The female roomie got a new iPad mini for Christmas, courtesy of her other half (I know, we were all pretty impressed by his choice also). Unwrapping it on Christmas Day she had a smile from ear to ear, no doubt thinking of the hours of social media activity she could rack up.
There was only one problem though. How in God’s name do you set up an iPad mini? Enter moi, the technologically challenged baby of the house, to scratch my head through proceedings and pretend like I knew what I was at.
As the Christmas TV specials followed the fate of the jilted at the altar, or someone who found out their pet hamster wasn’t who they thought they were (I realise these may not have been soap storylines, but you never know), I got to work on the iPad.
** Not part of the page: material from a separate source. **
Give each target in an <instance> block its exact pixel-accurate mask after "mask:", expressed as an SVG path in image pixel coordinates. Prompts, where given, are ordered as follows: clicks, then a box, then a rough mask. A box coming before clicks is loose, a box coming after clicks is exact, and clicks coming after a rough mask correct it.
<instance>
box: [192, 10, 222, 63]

We stumbled at the first hurdle: a four digit password. A ten-minute conversation ensued about the merits of one set of digit combinations over another. Dates of birth, anniversaries and even the most basic of formations were thrown around the table. All we were missing were plumes of cigarette smoke and a team of political aids for it to feel like we were negotiating the surrender of missiles.
“It’s just four numbers Mam,” I repeated.
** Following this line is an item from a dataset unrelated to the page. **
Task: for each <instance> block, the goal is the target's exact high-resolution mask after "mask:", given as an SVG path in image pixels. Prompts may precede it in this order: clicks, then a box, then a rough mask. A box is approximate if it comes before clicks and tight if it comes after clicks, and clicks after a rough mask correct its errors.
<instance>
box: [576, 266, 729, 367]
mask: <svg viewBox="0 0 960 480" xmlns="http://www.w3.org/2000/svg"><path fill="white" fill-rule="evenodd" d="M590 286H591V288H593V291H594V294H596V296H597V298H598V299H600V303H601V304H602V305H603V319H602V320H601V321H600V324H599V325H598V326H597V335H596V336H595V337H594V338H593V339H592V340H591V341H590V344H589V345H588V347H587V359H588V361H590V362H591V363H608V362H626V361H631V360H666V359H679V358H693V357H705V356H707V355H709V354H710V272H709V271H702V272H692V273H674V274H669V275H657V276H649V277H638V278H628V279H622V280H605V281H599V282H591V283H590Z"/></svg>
Next it was time for the real nitty gritty stuff, more passwords. I agree with the parentals, passwords are a pain in the … well, you know. No sooner have you drilled one into your brain than you’re required to make space for another.
Then there’s the dilemma about using the same password for everything. And you think ‘But then that one account will be hacked, and soon all the accounts will be hacked, and the bank will be ringing wondering why a person with a very exotic name is booking six flights to Antigua on your credit card’.
But hey, at least Apple has put provisions in place for this, yes, in the form of security questions to make sure you are who you say you are. This is when the cracks began to show in Madre’s smile. ‘What was the name of your first pet?’ I dutifully asked, and ‘What’s the name of the first street you lived on?’.
As time ticked by I knew I was facing another challenge: Setting up an ‘Apple ID’ – the unique ID you can use to basically do everything you want on a device, from downloading an app or a song to simply using the tablet.
Why I got landed with this job is beyond me – heck, I’m the one that was hacked three years ago and hasn’t been able to download an App since. So ya, here I am, setting up the female roomie’s iPad when I can’t even download ‘Angry Birds’ on my swanky iPhone 6.
The good news is we got it up and running and she could be currently reading this online. (Hi mam.) Still, I’d pick negotiating the handover of weapons of mass destruction any day.
In her fortnightly Diary of a Home Bird column, Ciara Galvin reveals the trials and tribulations of a twenty-something year old trying to get used to living away from her parents.